First let's consider method calls. Consider a method call obj->f. The mangled name of f will include the class name of obj (or, when it doesn't implement f itself, the first type above it in the inheritance chain that does define f). In this case, mozsearch generates one source and one target record. The symbol in both records is for f's mangled name.

When a method T::f is defined, mozsearch finds all the methods that f overrides in T's direct and indirect superclasses (including via multiple inheritance). It generates a single source record whose sym property contains all of these symbols in a comma-delimited list. Consequently, searching from this method definition will find all calls to this implementation of f, either directly through T or via supertypes of T (which may invoke this f through dynamic dispatch).

We also generate one target record for each override of f in T's superclasses. This way, searching from any method call, either through T or some superclass of T that might dispatch to this f via dynamic dispatch, will find this f.

One flaw in this system is that it doesn't consider the full shape of the inheritance tree. Consider this case:

class A {
  virtual void f() { return 1; }
};

class B : public A {};

class C : public A {
  virtual void f() override { return 2; } // Y
};

B* b;
b->f(); // Z

We will generate a source record at the line marked Z with one symbol, for A::f. At line Y, we generate a target record for C::f that has symbols for C::f and A::f. Consequently, searching at line Z will find C::f. However, it's not actually possible for b->f() to call C::f. A better technique would recognize this. That is future work.

Multiple passes over a single file

The clang plugin for indexing C++ files will typically analyze a given header file many times. In some cases, the analysis records generated for the header file will differ from one time to another. This happens most often in the case of macros and templates. Different files that include a header will instantiate a macro or template in different ways, which may produce different analysis results.

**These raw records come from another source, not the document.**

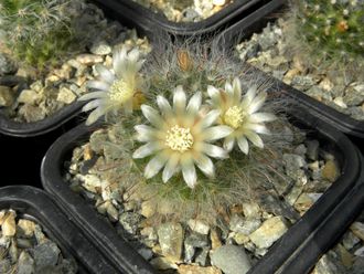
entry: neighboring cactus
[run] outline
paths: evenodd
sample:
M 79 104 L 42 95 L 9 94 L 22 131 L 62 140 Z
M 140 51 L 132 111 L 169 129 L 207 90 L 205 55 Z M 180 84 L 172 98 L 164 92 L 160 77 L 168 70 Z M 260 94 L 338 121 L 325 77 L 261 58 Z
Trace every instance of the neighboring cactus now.
M 354 62 L 364 66 L 364 1 L 296 1 L 292 13 L 293 43 L 303 40 L 309 55 L 329 64 Z
M 6 46 L 19 62 L 39 71 L 57 63 L 72 44 L 74 33 L 64 0 L 3 0 L 0 29 Z

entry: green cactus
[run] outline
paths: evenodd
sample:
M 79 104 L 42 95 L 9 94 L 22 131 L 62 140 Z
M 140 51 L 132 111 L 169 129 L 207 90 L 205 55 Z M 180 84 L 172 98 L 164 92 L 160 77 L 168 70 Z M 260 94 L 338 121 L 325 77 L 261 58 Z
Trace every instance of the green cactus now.
M 73 42 L 63 0 L 2 0 L 0 28 L 15 60 L 40 72 L 57 63 Z
M 330 63 L 364 65 L 364 1 L 296 1 L 296 36 L 310 54 Z

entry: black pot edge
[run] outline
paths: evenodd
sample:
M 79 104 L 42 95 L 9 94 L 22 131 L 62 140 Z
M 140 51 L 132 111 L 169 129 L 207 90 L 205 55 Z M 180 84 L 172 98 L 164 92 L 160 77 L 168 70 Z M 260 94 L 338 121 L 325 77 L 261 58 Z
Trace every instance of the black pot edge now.
M 63 166 L 61 159 L 75 144 L 79 144 L 79 131 L 89 135 L 93 130 L 99 128 L 101 123 L 96 123 L 90 127 L 84 124 L 78 125 L 67 134 L 62 135 L 53 145 L 52 150 L 61 152 L 61 157 L 53 166 L 52 158 L 49 152 L 44 156 L 41 167 L 41 178 L 44 189 L 54 198 L 62 210 L 69 215 L 72 221 L 87 234 L 87 238 L 95 242 L 100 253 L 106 254 L 113 261 L 115 267 L 119 270 L 117 273 L 130 274 L 152 274 L 153 268 L 147 263 L 133 247 L 129 245 L 120 235 L 117 234 L 107 219 L 98 214 L 95 209 L 88 204 L 83 198 L 73 192 L 63 181 L 60 170 Z M 73 135 L 72 133 L 77 133 Z M 71 133 L 71 134 L 69 134 Z M 54 177 L 56 183 L 53 183 Z M 58 193 L 62 194 L 60 196 Z M 65 197 L 64 197 L 65 196 Z M 66 198 L 66 199 L 64 199 Z M 121 252 L 120 252 L 121 251 Z
M 325 253 L 341 239 L 349 226 L 355 221 L 364 209 L 364 158 L 362 158 L 362 176 L 350 193 L 330 212 L 325 222 L 320 224 L 308 239 L 307 244 L 302 244 L 298 252 L 287 260 L 279 270 L 281 274 L 290 274 L 291 270 L 297 273 L 310 273 L 306 265 L 313 264 L 320 254 Z M 338 221 L 340 220 L 340 221 Z M 331 243 L 331 244 L 326 244 Z M 303 259 L 303 260 L 302 260 Z M 269 263 L 267 262 L 267 267 Z
M 76 260 L 81 273 L 117 272 L 45 191 L 29 186 L 2 187 L 0 207 L 35 219 L 47 236 Z
M 169 21 L 163 14 L 156 13 L 139 3 L 131 0 L 93 0 L 100 7 L 111 9 L 119 20 L 126 20 L 133 25 L 144 30 L 156 31 L 158 29 L 162 32 L 172 33 L 181 36 L 195 36 L 207 34 L 222 28 L 224 24 L 233 21 L 245 11 L 253 7 L 261 6 L 269 0 L 237 0 L 212 17 L 200 22 L 172 22 Z M 153 25 L 153 27 L 151 27 Z
M 268 21 L 272 21 L 275 13 L 281 10 L 287 1 L 285 0 L 271 0 L 266 6 L 257 9 L 248 17 L 244 18 L 239 22 L 231 25 L 223 31 L 217 38 L 215 43 L 224 51 L 231 51 L 237 41 L 242 41 L 250 36 L 254 32 L 259 32 L 266 27 Z M 266 74 L 261 72 L 263 74 Z M 333 125 L 343 133 L 351 136 L 364 138 L 364 120 L 356 120 L 349 115 L 340 113 L 334 108 L 315 101 L 314 98 L 306 95 L 304 93 L 282 83 L 279 80 L 275 80 L 277 86 L 285 91 L 288 95 L 296 98 L 307 108 L 313 109 L 320 118 L 328 124 Z
M 85 102 L 74 102 L 60 112 L 33 123 L 18 123 L 0 114 L 0 134 L 12 137 L 35 137 L 47 134 L 77 116 L 83 105 Z
M 302 113 L 295 109 L 293 115 L 302 115 Z M 301 116 L 301 119 L 303 119 L 303 124 L 310 124 L 323 136 L 336 144 L 345 159 L 342 176 L 329 188 L 329 190 L 324 192 L 319 201 L 314 203 L 314 205 L 300 219 L 300 221 L 292 225 L 290 230 L 279 241 L 277 241 L 272 247 L 270 247 L 269 252 L 259 261 L 260 263 L 251 270 L 251 273 L 264 274 L 271 273 L 271 270 L 278 270 L 286 262 L 286 260 L 291 257 L 291 254 L 296 251 L 296 249 L 298 249 L 302 242 L 304 242 L 304 240 L 314 232 L 314 228 L 324 222 L 324 220 L 330 215 L 330 212 L 349 193 L 360 177 L 361 160 L 358 152 L 347 137 L 335 130 L 332 126 L 322 122 L 314 115 L 314 113 L 304 113 L 304 116 Z M 95 209 L 87 204 L 83 199 L 79 199 L 77 194 L 72 192 L 69 187 L 63 181 L 60 173 L 62 159 L 66 151 L 69 151 L 75 144 L 79 144 L 79 139 L 83 138 L 82 136 L 89 135 L 92 130 L 93 128 L 87 128 L 84 125 L 81 125 L 60 137 L 53 144 L 42 162 L 42 183 L 44 189 L 55 197 L 55 200 L 60 203 L 60 205 L 68 214 L 73 215 L 73 220 L 77 221 L 78 225 L 82 225 L 83 228 L 85 225 L 88 226 L 87 230 L 89 230 L 89 236 L 93 239 L 95 236 L 100 239 L 98 245 L 106 249 L 104 252 L 107 252 L 107 250 L 120 252 L 115 252 L 113 255 L 117 262 L 122 262 L 130 253 L 129 245 L 125 243 L 115 231 L 107 231 L 109 225 L 105 223 L 103 218 L 97 215 Z M 342 225 L 345 225 L 345 223 L 342 223 Z M 101 239 L 108 239 L 107 243 L 103 243 Z M 308 243 L 310 243 L 310 241 Z M 325 244 L 328 245 L 331 243 L 325 242 Z M 139 259 L 133 256 L 132 260 L 139 260 L 139 262 L 143 265 L 146 263 L 140 256 Z M 269 262 L 269 270 L 264 272 L 266 262 Z M 312 265 L 306 265 L 308 268 L 311 266 Z

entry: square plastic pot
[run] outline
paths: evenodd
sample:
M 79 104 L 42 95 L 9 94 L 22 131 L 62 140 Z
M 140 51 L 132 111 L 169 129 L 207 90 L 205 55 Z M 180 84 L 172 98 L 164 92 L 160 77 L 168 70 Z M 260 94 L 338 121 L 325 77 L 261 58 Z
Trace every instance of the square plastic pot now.
M 275 95 L 275 94 L 271 94 Z M 282 95 L 285 96 L 285 95 Z M 295 125 L 309 129 L 310 134 L 324 144 L 325 149 L 331 148 L 341 166 L 341 176 L 321 196 L 321 198 L 299 219 L 268 251 L 268 253 L 249 271 L 249 273 L 268 274 L 275 271 L 292 273 L 288 265 L 295 265 L 295 273 L 308 273 L 317 260 L 336 240 L 323 236 L 317 241 L 318 235 L 334 234 L 339 228 L 347 225 L 347 217 L 355 214 L 355 208 L 346 204 L 347 215 L 335 215 L 336 208 L 351 193 L 355 183 L 361 179 L 362 159 L 355 146 L 342 133 L 323 122 L 314 112 L 300 109 L 292 105 L 289 115 Z M 151 266 L 122 240 L 105 217 L 97 213 L 84 198 L 73 192 L 63 179 L 64 161 L 69 159 L 73 149 L 87 140 L 98 126 L 86 127 L 81 125 L 61 136 L 46 152 L 42 164 L 42 183 L 60 207 L 82 228 L 87 236 L 97 242 L 98 249 L 114 260 L 120 270 L 135 272 L 130 266 L 138 265 L 146 273 L 153 273 Z M 334 219 L 335 225 L 330 225 Z M 329 223 L 329 224 L 328 224 Z M 308 257 L 306 257 L 307 253 Z
M 285 0 L 269 1 L 267 4 L 242 19 L 239 22 L 236 22 L 228 29 L 224 30 L 216 38 L 216 43 L 222 50 L 232 51 L 236 44 L 248 39 L 253 33 L 261 32 L 267 25 L 267 22 L 277 18 L 277 13 L 281 12 L 286 3 L 287 1 Z M 261 74 L 265 73 L 261 72 Z M 364 120 L 356 120 L 346 114 L 340 113 L 279 80 L 276 82 L 278 91 L 288 94 L 300 105 L 310 109 L 310 112 L 315 112 L 315 115 L 322 120 L 353 137 L 364 138 Z
M 21 218 L 40 224 L 47 238 L 61 249 L 64 257 L 75 259 L 79 273 L 118 273 L 118 268 L 95 247 L 44 191 L 28 186 L 0 188 L 0 210 L 2 209 L 15 210 Z
M 94 0 L 100 8 L 114 13 L 114 18 L 127 25 L 147 32 L 164 32 L 181 36 L 213 34 L 218 29 L 251 13 L 268 0 L 235 0 L 212 17 L 200 22 L 172 22 L 161 12 L 142 7 L 132 0 Z

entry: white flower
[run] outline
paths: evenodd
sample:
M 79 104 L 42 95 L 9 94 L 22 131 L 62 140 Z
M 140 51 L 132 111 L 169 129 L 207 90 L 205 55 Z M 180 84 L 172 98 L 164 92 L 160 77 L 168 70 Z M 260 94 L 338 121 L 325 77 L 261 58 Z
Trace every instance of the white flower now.
M 173 107 L 163 97 L 157 97 L 161 114 L 150 106 L 141 110 L 152 126 L 136 126 L 137 139 L 146 145 L 133 152 L 133 158 L 152 156 L 144 169 L 147 179 L 156 176 L 163 167 L 162 179 L 167 182 L 182 170 L 183 179 L 190 188 L 196 185 L 195 165 L 207 177 L 214 177 L 214 165 L 207 157 L 224 159 L 227 151 L 210 143 L 224 138 L 233 130 L 227 126 L 213 126 L 220 110 L 201 112 L 201 93 L 194 94 L 186 105 L 186 95 L 178 86 L 173 95 Z
M 257 93 L 257 87 L 251 86 L 242 98 L 242 86 L 238 78 L 234 78 L 233 86 L 226 82 L 225 89 L 218 91 L 214 86 L 207 87 L 211 105 L 221 110 L 220 124 L 234 129 L 224 140 L 224 148 L 231 151 L 237 141 L 244 154 L 248 154 L 249 144 L 263 148 L 264 144 L 258 134 L 270 134 L 264 122 L 271 122 L 276 116 L 270 113 L 257 113 L 264 105 L 267 94 Z
M 94 99 L 83 107 L 83 112 L 94 109 L 87 120 L 86 125 L 95 123 L 100 116 L 110 110 L 124 109 L 131 113 L 133 104 L 140 95 L 140 71 L 143 60 L 139 60 L 140 52 L 133 49 L 128 52 L 124 46 L 115 51 L 113 56 L 113 71 L 106 68 L 104 65 L 96 65 L 96 71 L 99 74 L 97 81 L 89 81 L 87 86 L 89 88 L 98 89 L 81 96 L 79 101 Z

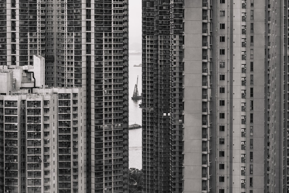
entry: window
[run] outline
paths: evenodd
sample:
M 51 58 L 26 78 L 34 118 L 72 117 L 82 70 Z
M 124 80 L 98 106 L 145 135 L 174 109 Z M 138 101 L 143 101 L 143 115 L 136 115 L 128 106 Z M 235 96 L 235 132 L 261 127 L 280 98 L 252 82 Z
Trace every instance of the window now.
M 250 139 L 250 148 L 252 149 L 253 148 L 253 139 Z
M 250 100 L 250 110 L 253 110 L 253 101 Z
M 220 11 L 220 17 L 224 17 L 225 16 L 225 11 Z
M 253 187 L 253 178 L 250 178 L 250 187 Z
M 253 71 L 254 69 L 254 63 L 253 62 L 250 62 L 250 71 Z
M 225 151 L 220 151 L 219 152 L 219 155 L 220 157 L 224 157 L 225 156 Z
M 220 100 L 220 106 L 225 106 L 225 100 Z
M 253 135 L 253 126 L 250 126 L 250 135 Z
M 220 62 L 220 68 L 225 68 L 225 62 Z
M 250 30 L 250 32 L 254 32 L 254 23 L 251 23 L 251 27 Z
M 250 75 L 250 84 L 254 84 L 254 75 L 253 74 Z
M 254 10 L 251 10 L 251 19 L 254 19 Z
M 225 119 L 225 113 L 220 113 L 220 119 Z

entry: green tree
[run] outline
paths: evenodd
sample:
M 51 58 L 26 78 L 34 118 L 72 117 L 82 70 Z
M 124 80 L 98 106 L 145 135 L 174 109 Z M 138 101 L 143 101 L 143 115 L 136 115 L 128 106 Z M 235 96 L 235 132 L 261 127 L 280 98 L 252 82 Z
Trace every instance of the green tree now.
M 129 168 L 129 182 L 130 193 L 141 193 L 142 188 L 142 172 L 134 168 Z

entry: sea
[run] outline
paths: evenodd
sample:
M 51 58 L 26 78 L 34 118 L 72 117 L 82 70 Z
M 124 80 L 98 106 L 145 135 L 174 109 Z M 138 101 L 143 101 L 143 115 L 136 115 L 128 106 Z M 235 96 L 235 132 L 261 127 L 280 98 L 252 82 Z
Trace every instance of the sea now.
M 142 125 L 142 109 L 139 104 L 141 100 L 136 101 L 131 100 L 136 83 L 138 77 L 138 89 L 140 94 L 142 92 L 142 68 L 134 67 L 142 63 L 142 56 L 129 55 L 129 124 L 136 124 Z M 139 170 L 142 169 L 142 128 L 131 129 L 129 131 L 129 167 Z

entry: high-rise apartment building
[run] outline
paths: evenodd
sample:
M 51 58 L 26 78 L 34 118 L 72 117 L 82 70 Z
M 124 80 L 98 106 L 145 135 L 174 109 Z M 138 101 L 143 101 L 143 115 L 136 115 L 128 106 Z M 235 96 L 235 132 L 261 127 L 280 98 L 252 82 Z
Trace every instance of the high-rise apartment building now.
M 142 3 L 143 190 L 181 192 L 182 1 Z
M 287 1 L 184 1 L 184 192 L 288 192 Z
M 128 0 L 62 4 L 62 85 L 82 87 L 89 192 L 128 191 Z
M 21 1 L 0 1 L 0 64 L 40 55 L 43 87 L 82 87 L 87 191 L 128 192 L 128 0 Z
M 0 65 L 31 65 L 34 55 L 45 56 L 46 84 L 61 86 L 61 3 L 0 2 Z
M 143 191 L 289 192 L 288 1 L 142 3 Z
M 83 89 L 40 88 L 44 59 L 34 57 L 0 69 L 0 191 L 86 192 Z

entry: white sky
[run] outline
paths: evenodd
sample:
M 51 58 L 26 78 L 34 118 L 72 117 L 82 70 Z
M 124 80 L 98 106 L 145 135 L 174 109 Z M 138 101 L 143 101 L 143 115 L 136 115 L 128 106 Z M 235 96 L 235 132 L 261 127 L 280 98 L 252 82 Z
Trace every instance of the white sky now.
M 129 32 L 130 50 L 136 49 L 136 43 L 142 43 L 142 0 L 129 0 Z

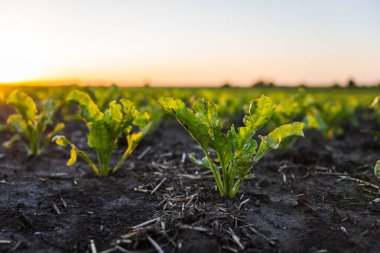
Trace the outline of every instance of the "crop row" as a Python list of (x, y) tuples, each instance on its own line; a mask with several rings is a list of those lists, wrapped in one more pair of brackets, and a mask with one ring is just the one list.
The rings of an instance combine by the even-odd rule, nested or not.
[[(198, 90), (192, 96), (172, 90), (169, 95), (182, 96), (164, 96), (157, 103), (156, 95), (149, 92), (146, 89), (145, 92), (136, 93), (142, 94), (133, 97), (138, 101), (137, 106), (131, 99), (121, 97), (123, 93), (116, 86), (105, 90), (73, 89), (67, 96), (63, 91), (55, 90), (49, 96), (49, 92), (40, 93), (36, 89), (33, 95), (37, 104), (24, 92), (15, 90), (2, 94), (0, 100), (15, 110), (0, 128), (13, 133), (3, 145), (11, 148), (13, 143), (21, 142), (29, 156), (38, 156), (54, 141), (70, 149), (67, 166), (75, 164), (80, 157), (96, 175), (105, 177), (122, 167), (144, 136), (159, 127), (163, 112), (166, 112), (189, 132), (205, 155), (198, 159), (192, 153), (189, 154), (190, 160), (212, 171), (222, 196), (234, 198), (241, 183), (253, 177), (251, 171), (255, 164), (270, 150), (279, 148), (285, 138), (303, 136), (304, 128), (319, 129), (326, 137), (342, 134), (344, 124), (359, 125), (355, 114), (360, 112), (360, 119), (380, 118), (379, 99), (372, 98), (371, 104), (368, 103), (373, 95), (359, 98), (346, 95), (341, 99), (336, 94), (321, 102), (317, 100), (318, 95), (298, 90), (276, 105), (264, 95), (246, 101), (246, 95), (229, 97), (227, 92), (217, 97), (208, 94), (207, 90)], [(273, 97), (279, 100), (279, 94)], [(198, 98), (202, 95), (206, 98)], [(70, 113), (73, 103), (79, 105), (79, 114), (74, 118), (86, 123), (87, 144), (96, 153), (97, 161), (80, 149), (75, 140), (59, 135), (65, 125), (56, 122), (57, 113), (61, 111), (64, 120), (73, 118)], [(295, 120), (297, 122), (289, 123)], [(235, 127), (233, 123), (238, 121), (239, 127)], [(257, 132), (264, 126), (272, 131), (257, 138)], [(376, 131), (368, 132), (378, 134)], [(121, 138), (126, 138), (127, 147), (116, 165), (111, 167), (111, 155)], [(375, 167), (375, 174), (380, 174), (380, 163)]]

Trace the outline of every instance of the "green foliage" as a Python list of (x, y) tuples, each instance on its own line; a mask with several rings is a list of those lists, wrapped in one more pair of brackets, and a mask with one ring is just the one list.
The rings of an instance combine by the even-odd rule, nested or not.
[[(98, 158), (98, 165), (96, 165), (84, 151), (77, 148), (66, 137), (56, 136), (54, 140), (57, 145), (71, 148), (67, 166), (73, 165), (79, 156), (98, 176), (109, 176), (120, 168), (141, 139), (152, 129), (153, 122), (150, 120), (149, 114), (137, 111), (130, 100), (111, 101), (104, 112), (98, 108), (87, 93), (82, 91), (72, 91), (67, 100), (79, 104), (80, 115), (88, 127), (88, 145), (96, 151)], [(132, 128), (137, 128), (139, 131), (132, 132)], [(123, 134), (126, 135), (128, 147), (118, 163), (110, 168), (112, 151), (117, 148), (118, 140)]]
[(52, 132), (46, 134), (48, 126), (54, 123), (57, 106), (46, 100), (42, 110), (38, 113), (37, 106), (33, 99), (26, 93), (13, 91), (7, 103), (13, 106), (17, 113), (12, 114), (7, 119), (6, 128), (14, 132), (10, 140), (3, 143), (7, 148), (16, 141), (21, 141), (28, 153), (28, 156), (40, 155), (49, 145), (51, 139), (65, 125), (58, 123)]
[[(172, 114), (199, 143), (205, 157), (189, 157), (196, 165), (212, 171), (222, 196), (234, 198), (244, 179), (252, 178), (250, 170), (270, 150), (278, 148), (288, 136), (303, 136), (304, 124), (295, 122), (280, 126), (267, 136), (260, 136), (260, 145), (253, 138), (275, 111), (275, 105), (268, 97), (262, 96), (249, 103), (248, 114), (243, 118), (243, 127), (223, 133), (222, 120), (217, 106), (204, 99), (195, 100), (192, 109), (176, 98), (163, 97), (159, 100), (165, 112)], [(216, 152), (212, 157), (208, 149)]]

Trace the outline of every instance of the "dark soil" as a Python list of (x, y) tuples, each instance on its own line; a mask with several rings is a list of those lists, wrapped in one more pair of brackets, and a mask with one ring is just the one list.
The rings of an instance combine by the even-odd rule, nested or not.
[[(200, 154), (191, 137), (175, 122), (160, 129), (110, 178), (81, 160), (66, 167), (68, 150), (54, 145), (40, 158), (0, 148), (0, 252), (379, 252), (380, 216), (368, 208), (377, 190), (354, 181), (380, 185), (368, 134), (307, 131), (224, 200), (184, 159)], [(64, 133), (85, 148), (82, 123)]]

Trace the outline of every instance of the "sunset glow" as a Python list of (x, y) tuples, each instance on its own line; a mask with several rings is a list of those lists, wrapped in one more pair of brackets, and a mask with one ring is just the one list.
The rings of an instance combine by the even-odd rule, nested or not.
[(380, 2), (0, 0), (0, 83), (380, 82)]

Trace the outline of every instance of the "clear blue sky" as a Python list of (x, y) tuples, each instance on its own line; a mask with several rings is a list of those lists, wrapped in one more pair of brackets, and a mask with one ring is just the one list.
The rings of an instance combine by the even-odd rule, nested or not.
[(380, 82), (379, 0), (0, 0), (0, 82)]

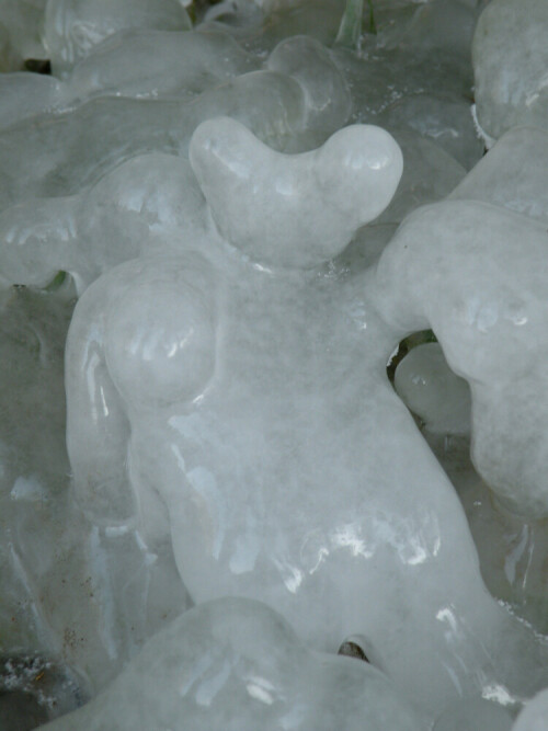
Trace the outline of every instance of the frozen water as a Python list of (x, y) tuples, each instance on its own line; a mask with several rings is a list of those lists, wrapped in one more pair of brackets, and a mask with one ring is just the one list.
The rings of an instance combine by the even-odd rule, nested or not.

To compensate for this issue, the clang plugin checks to see if an analysis file already exists before writing one out. If one does exist, it reads it in and merges its data with the new data. The merge happens by combining the new and old records in a single vector, sorting the vector (using an arbitrary sort order), and removing duplicates. This new list of records is then written to disk. During this time, the file is kept locked to avoid issues with parallel compilation.